The government of Bangladesh is going to extend the existing reduced 15% corporate tax for the textile sector for another three fiscal years, subject to its compliance with some conditions, according to finance ministry officials.
This benefit will be applicable for Spinning, yarn dyeing, finishing, coning, fabric dyeing, printing or any other such industries. However, the companies must be registered under the Companies Act, and comply with all provisions of that ordinance. The extension will be effective from 1 July this year and will remain in effect until 30 June 2025.

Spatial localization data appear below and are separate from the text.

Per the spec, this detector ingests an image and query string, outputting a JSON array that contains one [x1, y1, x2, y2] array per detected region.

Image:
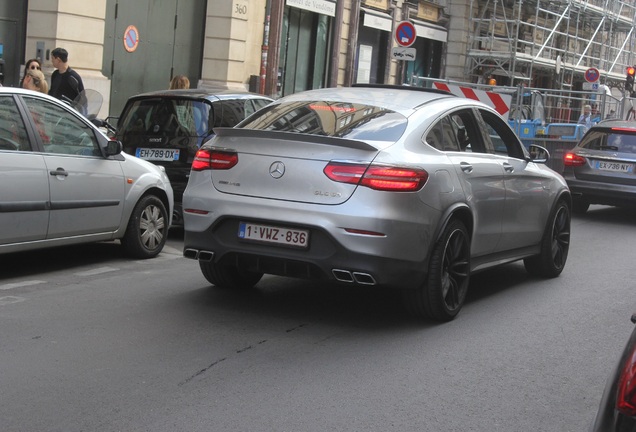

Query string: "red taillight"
[[617, 344, 636, 416], [191, 149, 238, 171], [563, 152, 586, 167], [323, 162, 428, 192]]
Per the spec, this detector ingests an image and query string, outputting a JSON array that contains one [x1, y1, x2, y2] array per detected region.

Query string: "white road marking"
[[74, 266, 119, 277], [0, 296, 26, 305], [0, 280, 47, 290]]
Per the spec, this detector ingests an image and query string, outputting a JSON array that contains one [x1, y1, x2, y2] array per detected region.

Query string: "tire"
[[523, 200, 571, 278], [571, 198, 590, 214], [404, 219, 471, 322], [121, 195, 168, 259], [199, 260, 263, 289]]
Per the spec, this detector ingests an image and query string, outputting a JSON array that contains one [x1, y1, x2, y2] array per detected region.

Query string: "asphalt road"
[[1, 206, 634, 432]]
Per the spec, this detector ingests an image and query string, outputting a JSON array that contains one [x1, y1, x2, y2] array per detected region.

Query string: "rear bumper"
[[565, 177, 636, 207], [183, 217, 428, 289]]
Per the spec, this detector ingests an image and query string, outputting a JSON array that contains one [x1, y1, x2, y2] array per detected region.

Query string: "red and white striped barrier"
[[433, 82, 512, 120]]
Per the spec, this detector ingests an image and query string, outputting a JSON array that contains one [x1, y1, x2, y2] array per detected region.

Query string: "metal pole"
[[265, 0, 284, 98]]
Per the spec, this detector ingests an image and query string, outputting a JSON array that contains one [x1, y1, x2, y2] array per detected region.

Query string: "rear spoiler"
[[212, 127, 379, 151]]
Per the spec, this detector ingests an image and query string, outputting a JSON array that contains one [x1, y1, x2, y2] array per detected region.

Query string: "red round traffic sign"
[[395, 21, 417, 47], [124, 25, 139, 53], [584, 67, 600, 83]]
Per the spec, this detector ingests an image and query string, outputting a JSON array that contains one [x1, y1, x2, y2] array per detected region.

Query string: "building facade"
[[3, 0, 634, 118], [4, 0, 451, 116]]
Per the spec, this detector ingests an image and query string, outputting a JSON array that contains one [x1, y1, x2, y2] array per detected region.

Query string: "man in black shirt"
[[49, 47, 84, 103]]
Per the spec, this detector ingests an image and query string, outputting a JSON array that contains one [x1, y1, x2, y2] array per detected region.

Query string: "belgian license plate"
[[595, 161, 633, 173], [238, 222, 309, 248], [135, 148, 180, 161]]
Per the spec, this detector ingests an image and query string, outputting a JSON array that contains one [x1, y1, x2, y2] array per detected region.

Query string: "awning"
[[413, 19, 447, 43], [361, 7, 392, 32], [286, 0, 336, 17]]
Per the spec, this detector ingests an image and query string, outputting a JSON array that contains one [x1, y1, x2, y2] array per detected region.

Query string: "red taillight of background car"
[[191, 149, 238, 171], [324, 162, 428, 192], [563, 152, 586, 167], [617, 344, 636, 416]]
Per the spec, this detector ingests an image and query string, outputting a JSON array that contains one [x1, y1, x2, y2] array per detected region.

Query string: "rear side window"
[[118, 98, 211, 138], [580, 130, 636, 154], [211, 98, 273, 128], [0, 95, 30, 151], [238, 100, 408, 142]]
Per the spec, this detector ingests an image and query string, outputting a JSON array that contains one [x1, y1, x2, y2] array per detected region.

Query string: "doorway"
[[104, 0, 206, 117]]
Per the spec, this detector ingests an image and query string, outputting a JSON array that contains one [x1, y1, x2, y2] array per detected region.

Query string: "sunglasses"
[[29, 65, 41, 70]]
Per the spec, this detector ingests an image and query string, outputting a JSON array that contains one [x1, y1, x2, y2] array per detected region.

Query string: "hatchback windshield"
[[238, 100, 408, 142], [118, 98, 211, 138]]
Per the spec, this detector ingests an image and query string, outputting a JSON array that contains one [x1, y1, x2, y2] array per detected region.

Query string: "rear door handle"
[[50, 168, 69, 177], [460, 162, 473, 173], [503, 162, 514, 173]]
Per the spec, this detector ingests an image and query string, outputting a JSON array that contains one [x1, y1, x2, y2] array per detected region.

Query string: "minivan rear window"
[[237, 100, 408, 142], [118, 98, 211, 138]]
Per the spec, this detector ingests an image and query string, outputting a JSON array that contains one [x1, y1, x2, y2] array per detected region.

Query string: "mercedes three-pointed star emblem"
[[269, 161, 285, 179]]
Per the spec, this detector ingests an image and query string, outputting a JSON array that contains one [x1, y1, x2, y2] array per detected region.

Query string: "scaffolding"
[[466, 0, 636, 91]]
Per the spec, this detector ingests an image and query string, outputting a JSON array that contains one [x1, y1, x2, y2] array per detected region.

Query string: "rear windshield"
[[580, 129, 636, 154], [237, 100, 408, 142], [118, 98, 211, 138]]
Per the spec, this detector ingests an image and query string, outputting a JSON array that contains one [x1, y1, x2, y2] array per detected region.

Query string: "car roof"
[[274, 85, 461, 116], [126, 88, 273, 102], [0, 86, 64, 103], [591, 119, 636, 130]]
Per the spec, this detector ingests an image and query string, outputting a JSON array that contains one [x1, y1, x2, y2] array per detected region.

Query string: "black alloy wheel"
[[405, 219, 471, 322], [524, 200, 571, 278]]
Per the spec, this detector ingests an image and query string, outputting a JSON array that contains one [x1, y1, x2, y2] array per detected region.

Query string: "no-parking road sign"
[[584, 67, 600, 83], [395, 21, 416, 47], [124, 25, 140, 53]]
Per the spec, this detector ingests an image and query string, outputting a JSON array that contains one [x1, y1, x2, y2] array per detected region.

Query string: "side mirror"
[[105, 140, 123, 157], [528, 144, 550, 164], [91, 118, 106, 128], [91, 117, 117, 137]]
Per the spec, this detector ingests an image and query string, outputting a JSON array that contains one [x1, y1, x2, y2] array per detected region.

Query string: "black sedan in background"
[[115, 89, 273, 224], [591, 313, 636, 431]]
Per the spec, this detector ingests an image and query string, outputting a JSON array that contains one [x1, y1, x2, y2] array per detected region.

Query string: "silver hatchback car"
[[183, 85, 571, 321], [0, 88, 173, 258]]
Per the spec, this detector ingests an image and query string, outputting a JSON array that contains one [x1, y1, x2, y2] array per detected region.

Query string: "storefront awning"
[[286, 0, 336, 17], [361, 7, 392, 32], [413, 19, 447, 43]]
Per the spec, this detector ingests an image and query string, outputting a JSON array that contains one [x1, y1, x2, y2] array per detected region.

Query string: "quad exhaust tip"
[[332, 269, 376, 285], [183, 253, 375, 285]]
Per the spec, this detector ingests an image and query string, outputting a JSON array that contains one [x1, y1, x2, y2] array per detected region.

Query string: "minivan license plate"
[[595, 161, 633, 173], [136, 148, 180, 161], [238, 222, 309, 248]]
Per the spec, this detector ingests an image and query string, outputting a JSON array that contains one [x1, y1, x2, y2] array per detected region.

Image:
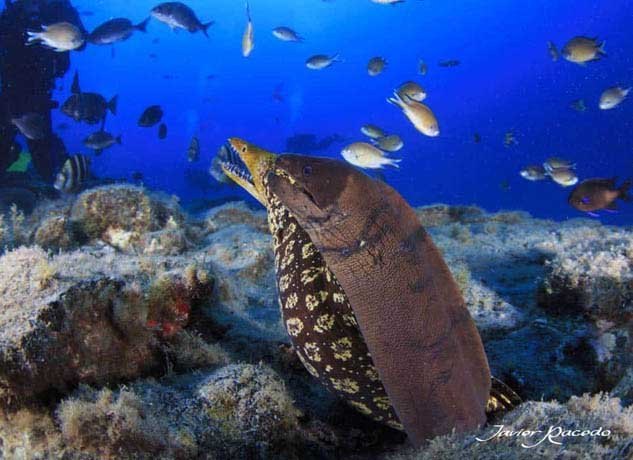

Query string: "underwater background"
[[23, 0, 632, 223]]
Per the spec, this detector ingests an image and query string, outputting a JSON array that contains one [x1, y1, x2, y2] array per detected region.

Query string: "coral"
[[9, 203, 25, 245], [386, 393, 633, 460]]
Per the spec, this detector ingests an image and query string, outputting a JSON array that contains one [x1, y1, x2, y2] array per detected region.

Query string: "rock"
[[33, 214, 79, 251], [70, 185, 185, 253], [204, 201, 268, 234], [51, 364, 303, 459], [537, 236, 633, 321], [386, 393, 633, 460], [0, 246, 216, 407]]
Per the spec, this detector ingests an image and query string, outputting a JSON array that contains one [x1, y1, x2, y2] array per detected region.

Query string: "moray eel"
[[218, 138, 518, 446]]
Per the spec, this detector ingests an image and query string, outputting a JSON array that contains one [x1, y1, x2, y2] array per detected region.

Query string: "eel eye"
[[303, 165, 312, 177], [241, 146, 247, 153]]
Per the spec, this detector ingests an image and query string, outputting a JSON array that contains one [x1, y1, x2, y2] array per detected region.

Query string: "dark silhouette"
[[0, 0, 85, 182]]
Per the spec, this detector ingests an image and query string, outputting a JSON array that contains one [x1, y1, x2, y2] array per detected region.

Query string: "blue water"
[[35, 1, 633, 223]]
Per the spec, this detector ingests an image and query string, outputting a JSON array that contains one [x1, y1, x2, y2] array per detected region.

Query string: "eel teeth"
[[219, 142, 254, 184]]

Currently, the corporate tax rate is 30% for non-listed companies and 22.5% for the listed ones.
The move to extend reduced tax rate facilities as part of its revenue incentive policy is geared toward making this industry globally competitive. Ministry officials noted that Bangladesh has secured the second position in RMG exports globally because of such support. The reduced tax rate should continue for the textile sector to retain this achievement and get the expected revenue from this sector. The new budget will propose extending the facility up to 30 June 2025.
Furthermore, VAT on wholesale of fabrics at the local market will be slashed to 2% from 5% from the next fiscal year. Currently, the revenue board collects Tk3 in VAT on sales of 1kg cotton yarns and Tk6 for non-cotton yarns. There is no exact information on the number of transactions in fabric sales per month across the country. But Abu Motaleb said the Old Dhaka-centric markets have a monthly turnover of around Tk1,000 crore.